Weitere Auswertungen auf Grundlage der Daten aus dem Sozio-Ökonomischen Panel ergaben, dass die Befragten, die ihren Lohn als unfair betrachteten, ihren Gesundheitszustand insgesamt schlechter bewerteten und deutlich öfter unter Herzerkrankungen, Bluthochdruck und Depressionen litten.

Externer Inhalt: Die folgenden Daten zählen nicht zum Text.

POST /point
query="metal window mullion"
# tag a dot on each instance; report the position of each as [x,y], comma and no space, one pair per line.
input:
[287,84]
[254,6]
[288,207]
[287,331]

Der Einfluss einer fairen Entlohnung dürfe darum nicht unterschätzt werden, sagt Professor Christian Pfeifer. Je weiter die Lohnschere zwischen Managergehältern und dem Verdienst der Normalverdiener auseinander drifte, desto ungerechter wird der eigene Lohn empfunden. Er hält die Mitarbeiterbeteiligung für ein Mittel, die empfundene Fairness zu erhöhen. Vorteile würden sich daraus auch für das Unternehmen ergeben: "Unter anderem konnte mit Umfragedaten gezeigt werden, dass Arbeitnehmer, die ihren Lohn als gerechter Wahrnehmen, beispielweise zufriedener mit ihrer Arbeit sind und eine geringere Kündigungsabsicht besitzen."